Why Join Us?
We are looking for a technically strong and AI-savvy
Escalation & Reliability Manager to own production reliability, incident management, and cross-functional prioritization. This role leads our AI-driven automation strategy, drives self-healing infrastructure development, and sets a new standard for modern reliability engineering.
Key Responsibilities
- Own production incidents and escalations end-to-end — from mitigation to RCA to corrective action.
- Lead the design and development of self-healing systems capable of detecting, diagnosing, and remediating incidents autonomously.
- Drive automation of repetitive operational workflows using AI/ML-based solutions to reduce toil and MTTR.
- Lead and mentor the SRE team; improve monitoring, alerting, and observability.
- Manage the cross-functional Squad handling customer and production issues; align priorities across Support, QA, R&D, and Sources.
- Track key operational metrics and lead long-term reliability improvements.
Qualifications
- 3+ years in SRE or Incident Management.

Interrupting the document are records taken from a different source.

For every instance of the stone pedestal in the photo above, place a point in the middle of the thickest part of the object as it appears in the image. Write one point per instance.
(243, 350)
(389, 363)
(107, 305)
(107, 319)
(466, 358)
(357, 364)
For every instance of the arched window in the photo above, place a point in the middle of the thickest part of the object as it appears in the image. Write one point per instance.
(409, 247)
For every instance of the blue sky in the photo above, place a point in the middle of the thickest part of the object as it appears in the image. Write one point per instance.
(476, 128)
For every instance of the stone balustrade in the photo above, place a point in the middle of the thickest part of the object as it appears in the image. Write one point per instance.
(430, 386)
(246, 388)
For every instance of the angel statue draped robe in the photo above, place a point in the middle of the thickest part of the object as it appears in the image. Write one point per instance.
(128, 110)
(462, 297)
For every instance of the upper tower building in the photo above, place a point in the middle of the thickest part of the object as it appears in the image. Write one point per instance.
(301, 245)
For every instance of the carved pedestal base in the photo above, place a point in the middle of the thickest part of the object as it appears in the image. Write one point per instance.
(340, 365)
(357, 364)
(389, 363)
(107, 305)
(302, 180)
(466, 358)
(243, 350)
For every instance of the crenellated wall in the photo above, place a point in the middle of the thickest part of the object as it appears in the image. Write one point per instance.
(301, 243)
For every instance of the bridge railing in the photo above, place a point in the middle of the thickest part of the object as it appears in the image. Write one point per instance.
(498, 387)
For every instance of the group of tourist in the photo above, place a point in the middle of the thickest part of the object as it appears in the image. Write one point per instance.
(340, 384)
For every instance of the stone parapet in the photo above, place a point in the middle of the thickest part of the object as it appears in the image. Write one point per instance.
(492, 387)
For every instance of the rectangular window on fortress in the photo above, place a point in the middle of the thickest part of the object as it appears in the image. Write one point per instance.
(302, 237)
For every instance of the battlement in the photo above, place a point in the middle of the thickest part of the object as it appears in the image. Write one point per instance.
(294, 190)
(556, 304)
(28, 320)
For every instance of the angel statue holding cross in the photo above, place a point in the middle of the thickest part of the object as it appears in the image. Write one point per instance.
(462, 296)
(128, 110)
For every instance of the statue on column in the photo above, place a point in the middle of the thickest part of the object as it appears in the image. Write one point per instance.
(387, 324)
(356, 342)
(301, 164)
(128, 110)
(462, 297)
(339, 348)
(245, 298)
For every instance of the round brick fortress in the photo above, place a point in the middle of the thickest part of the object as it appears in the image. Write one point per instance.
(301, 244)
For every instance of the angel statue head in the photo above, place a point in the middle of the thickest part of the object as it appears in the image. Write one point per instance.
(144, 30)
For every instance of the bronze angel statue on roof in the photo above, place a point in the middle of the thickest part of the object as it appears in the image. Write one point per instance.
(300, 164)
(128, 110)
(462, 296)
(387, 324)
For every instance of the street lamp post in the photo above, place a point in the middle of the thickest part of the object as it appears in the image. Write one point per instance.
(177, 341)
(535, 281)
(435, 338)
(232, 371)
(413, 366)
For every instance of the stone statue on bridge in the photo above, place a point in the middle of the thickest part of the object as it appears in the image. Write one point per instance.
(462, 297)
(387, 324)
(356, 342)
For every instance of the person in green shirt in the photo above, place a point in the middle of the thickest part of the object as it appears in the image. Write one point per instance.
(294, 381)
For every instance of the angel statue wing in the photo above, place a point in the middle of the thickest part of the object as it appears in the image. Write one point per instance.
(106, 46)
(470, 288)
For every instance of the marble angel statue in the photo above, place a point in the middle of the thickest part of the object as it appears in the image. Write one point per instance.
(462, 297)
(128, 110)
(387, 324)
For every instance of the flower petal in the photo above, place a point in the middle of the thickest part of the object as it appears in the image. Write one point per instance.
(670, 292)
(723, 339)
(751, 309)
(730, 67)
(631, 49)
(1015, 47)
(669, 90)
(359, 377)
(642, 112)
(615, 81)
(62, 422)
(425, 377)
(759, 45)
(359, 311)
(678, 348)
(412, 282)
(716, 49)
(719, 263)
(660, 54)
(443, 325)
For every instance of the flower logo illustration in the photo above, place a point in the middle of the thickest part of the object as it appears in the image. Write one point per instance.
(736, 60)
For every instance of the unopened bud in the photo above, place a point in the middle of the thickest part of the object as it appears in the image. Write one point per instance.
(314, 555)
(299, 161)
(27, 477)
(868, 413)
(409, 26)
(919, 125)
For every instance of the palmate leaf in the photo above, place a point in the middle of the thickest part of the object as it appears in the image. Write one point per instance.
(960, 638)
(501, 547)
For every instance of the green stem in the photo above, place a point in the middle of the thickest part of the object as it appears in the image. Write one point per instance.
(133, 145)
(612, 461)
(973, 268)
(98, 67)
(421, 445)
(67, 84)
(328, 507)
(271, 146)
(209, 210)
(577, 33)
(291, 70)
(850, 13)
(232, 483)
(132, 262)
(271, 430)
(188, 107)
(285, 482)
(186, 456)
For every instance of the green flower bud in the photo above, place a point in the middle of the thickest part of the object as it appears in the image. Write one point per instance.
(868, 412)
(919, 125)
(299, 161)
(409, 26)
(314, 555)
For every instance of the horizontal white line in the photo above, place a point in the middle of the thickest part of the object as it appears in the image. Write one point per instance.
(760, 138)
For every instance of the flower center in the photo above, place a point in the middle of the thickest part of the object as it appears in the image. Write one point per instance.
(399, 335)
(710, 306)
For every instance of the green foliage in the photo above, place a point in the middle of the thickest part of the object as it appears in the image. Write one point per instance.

- Mandatory: Hands-on experience applied to operational challenges (AIOps, anomaly detection, LLM-based automation, or auto-remediation).
- Proven track record of automating workflows and reducing manual toil at scale.
- Strong cloud background (AWS/Azure/GCP) and experience with Kubernetes, Docker, and CI/CD.
- Proficiency with observability tools (Grafana, Prometheus, ELK) and scripting (Python, Bash).
- Demonstrated leadership in high-pressure, cross-functional environments.
Advantages
- Background in cybersecurity or SaaS platforms.
- Experience with LLMOps, AI agents, or orchestration platforms (e.g., n8n, Temporal).
- Familiarity with Jira or Salesforce.
Key Attributes
- Strong ownership, accountability, and composure under pressure.
- Passionate about leveraging AI to automate workflows, reduce toil, and accelerate incident resolution.
- Visionary about self-healing operations — able to both define the strategy and drive its implementation.
- Collaborative leader with the ability to align cross-functional stakeholders.
- Technically hands-on systems-level thinker with the drive to engineer scalable, long-term solutions.